By Roger Barbee
As the student was telling me how he had failed the state-mandated reading test again, his anger was evident. For the past semester, several teachers had worked with him, every day for a period, hoping to help him pass this time.
One comment he made demonstrated his anger, "There was only one of those things [figure of speech] on the test." I reminded him that anything associated with reading could be on the test, and that we had covered as much material as possible in order to help prepare him, but it was apparent that he blamed me. I understood and appreciated his anger, but told him that the day of an important game was too late to begin practicing needed skills. With that, he turned and walked away, leaving me to wonder what would happen to this senior and all the other students like him who struggle to pass a test of basic reading skill.
Since we live in such a rich and vibrant land of agriculture, allow me to use an analogy to farming. How successful would a farmer be who decides in September that, since it is close to harvest time, he or she better plant a crop? Of course, there would be no crop to harvest before the onset of winter, and that is what I see happening with many students. All too often, the student realizes that he or she is not prepared to pass the reading SOL, and the responsibility for this situation lies in several places.
Want to blame the schools? The superintendent? The school board? The method used to teach reading in the earlier grades? Choose one of these or one not mentioned, and you may be correct. However, if you are correct, so what? How will that wrong be corrected when our system of education is straddled with a myriad of mandates and directives and laws and parental wishes. Instead, I suggest that every parent consider that he or she is the most directly influential person in his or her child's reading readiness, and to prepare each child for a test of basic reading skill is not that difficult. But how to do this when you the parent are not a teacher or administrator or reading specialist?
First, model being a reader. Go to your local library and get a library card. Check out a book and let your child see you reading. Establish an evening that you and your child go to the library to check out books and see the other incredible offerings that are available. You may also consider subscribing to one or two periodicals that have content of personal interest. There is an abundance of periodicals for today's interest. Subscribe to a newspaper. Not only will your few cents every day help keep print alive in our area, but it will help you become a better reader and better informed concerning local and national news. The newspaper is an inexpensive way to share what is read with your child.
Get involved in your child's reading. Not all books are equal. While any reading is better than no reading, the popular books such as graphic novels, vampire series, and soppy, sentimental novels are like eating junk food high in sugar all of the time. Sure, you feel good for a short while, but the rush soon wears out, leaving no lasting nourishment to build on.
What to do as a parent? Realize that every reader has some beach reading that is not demanding literature. Allow your child to read his or her favorites, but also insist that your child read more demanding books, articles and poems that are age appropriate.

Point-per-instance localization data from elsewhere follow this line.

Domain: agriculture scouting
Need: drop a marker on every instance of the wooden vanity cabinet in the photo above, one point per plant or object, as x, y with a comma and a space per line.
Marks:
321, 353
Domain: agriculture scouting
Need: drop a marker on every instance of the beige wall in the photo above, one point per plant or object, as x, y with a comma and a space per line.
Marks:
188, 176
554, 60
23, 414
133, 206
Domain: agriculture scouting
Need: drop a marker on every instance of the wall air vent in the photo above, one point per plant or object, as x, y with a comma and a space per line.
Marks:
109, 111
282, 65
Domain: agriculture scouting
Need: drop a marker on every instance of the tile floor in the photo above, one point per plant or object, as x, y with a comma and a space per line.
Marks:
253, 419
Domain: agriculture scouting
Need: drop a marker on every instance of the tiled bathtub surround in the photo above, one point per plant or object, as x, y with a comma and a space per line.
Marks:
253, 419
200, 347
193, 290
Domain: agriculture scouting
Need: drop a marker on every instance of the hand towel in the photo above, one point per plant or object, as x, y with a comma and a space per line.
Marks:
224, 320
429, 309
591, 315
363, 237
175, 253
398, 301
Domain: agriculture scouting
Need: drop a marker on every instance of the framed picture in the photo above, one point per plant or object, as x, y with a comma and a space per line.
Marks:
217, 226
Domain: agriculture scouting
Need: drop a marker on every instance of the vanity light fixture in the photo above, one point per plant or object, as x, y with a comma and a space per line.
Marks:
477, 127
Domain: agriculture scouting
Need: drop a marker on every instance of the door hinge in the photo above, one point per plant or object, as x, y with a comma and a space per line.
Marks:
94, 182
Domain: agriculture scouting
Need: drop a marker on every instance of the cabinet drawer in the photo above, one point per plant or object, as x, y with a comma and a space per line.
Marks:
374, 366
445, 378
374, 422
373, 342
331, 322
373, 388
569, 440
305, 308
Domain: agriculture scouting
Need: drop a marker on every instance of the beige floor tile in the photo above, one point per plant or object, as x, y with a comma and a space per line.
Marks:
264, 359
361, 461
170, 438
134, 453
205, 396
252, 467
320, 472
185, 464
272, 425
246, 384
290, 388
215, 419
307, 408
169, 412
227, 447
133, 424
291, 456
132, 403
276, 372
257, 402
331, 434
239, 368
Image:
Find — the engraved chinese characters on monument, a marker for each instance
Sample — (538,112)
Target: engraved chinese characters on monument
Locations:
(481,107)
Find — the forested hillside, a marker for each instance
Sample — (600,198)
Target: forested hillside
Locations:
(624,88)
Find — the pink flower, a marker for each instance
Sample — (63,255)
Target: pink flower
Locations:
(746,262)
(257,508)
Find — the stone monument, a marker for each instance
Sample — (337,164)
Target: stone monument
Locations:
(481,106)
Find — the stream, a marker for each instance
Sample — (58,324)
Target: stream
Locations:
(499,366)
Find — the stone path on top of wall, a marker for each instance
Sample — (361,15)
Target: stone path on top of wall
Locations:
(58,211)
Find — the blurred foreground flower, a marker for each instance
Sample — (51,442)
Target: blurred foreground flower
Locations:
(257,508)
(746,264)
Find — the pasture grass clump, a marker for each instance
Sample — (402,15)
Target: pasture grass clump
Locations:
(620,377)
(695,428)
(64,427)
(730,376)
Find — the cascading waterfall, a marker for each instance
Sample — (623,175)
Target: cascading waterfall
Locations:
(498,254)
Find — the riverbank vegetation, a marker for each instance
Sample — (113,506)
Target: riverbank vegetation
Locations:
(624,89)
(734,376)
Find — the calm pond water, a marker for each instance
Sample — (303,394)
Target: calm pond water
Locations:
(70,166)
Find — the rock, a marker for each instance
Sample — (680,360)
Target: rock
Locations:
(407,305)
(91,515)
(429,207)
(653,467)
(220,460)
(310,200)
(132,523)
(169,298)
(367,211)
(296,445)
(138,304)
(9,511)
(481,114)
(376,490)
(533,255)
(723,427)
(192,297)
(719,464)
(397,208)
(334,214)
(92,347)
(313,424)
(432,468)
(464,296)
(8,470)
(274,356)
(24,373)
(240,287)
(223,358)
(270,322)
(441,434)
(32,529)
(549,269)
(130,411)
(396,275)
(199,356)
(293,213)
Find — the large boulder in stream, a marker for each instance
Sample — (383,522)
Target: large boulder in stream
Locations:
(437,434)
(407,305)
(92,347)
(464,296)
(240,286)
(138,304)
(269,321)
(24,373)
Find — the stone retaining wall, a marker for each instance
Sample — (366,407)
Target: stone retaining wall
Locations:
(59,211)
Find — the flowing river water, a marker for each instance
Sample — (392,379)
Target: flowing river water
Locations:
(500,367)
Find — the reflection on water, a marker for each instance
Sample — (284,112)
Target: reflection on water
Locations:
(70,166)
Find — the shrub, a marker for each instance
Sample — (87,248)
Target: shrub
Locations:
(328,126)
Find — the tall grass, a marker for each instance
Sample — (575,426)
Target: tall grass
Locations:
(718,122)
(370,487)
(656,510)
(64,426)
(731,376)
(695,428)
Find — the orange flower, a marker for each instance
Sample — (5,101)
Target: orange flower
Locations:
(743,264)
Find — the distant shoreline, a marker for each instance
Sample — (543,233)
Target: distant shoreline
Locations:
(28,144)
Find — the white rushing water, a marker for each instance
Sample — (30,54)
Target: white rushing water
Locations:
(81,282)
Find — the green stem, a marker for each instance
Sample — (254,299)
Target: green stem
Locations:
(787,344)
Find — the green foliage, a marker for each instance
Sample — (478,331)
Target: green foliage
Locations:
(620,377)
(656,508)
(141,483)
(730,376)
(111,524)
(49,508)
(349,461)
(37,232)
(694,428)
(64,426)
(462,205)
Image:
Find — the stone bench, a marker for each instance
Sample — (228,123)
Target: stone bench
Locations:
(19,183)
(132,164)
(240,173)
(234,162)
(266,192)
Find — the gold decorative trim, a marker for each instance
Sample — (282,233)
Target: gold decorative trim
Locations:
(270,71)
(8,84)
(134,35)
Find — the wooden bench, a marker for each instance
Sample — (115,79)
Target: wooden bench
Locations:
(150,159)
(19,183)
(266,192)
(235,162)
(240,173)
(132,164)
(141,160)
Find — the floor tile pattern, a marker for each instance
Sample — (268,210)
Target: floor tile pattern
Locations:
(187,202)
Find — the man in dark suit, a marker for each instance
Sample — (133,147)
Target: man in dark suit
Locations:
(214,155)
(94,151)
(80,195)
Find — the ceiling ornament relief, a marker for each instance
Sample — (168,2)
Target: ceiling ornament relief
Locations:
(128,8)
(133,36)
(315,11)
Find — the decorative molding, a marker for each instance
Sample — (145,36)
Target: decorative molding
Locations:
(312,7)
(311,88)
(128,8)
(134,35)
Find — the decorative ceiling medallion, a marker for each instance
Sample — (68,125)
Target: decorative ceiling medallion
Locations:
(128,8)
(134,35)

When you help your child read more demanding literature, you are helping to exercise his or her brain as skills in vocabulary, reasoning, and drawing of conclusions is built. Try to treat your child's reading like many parents treat sports - show an interest and try to learn with your child. If your child is reading a book assigned in school or of personal choice, read it too so that you can share in conversation about the book. Make books and periodicals available to your child. Encourage your child by modeling good reading and make it an inexpensive, shared activity that is varied like a good diet. Don't wait because later may be too late.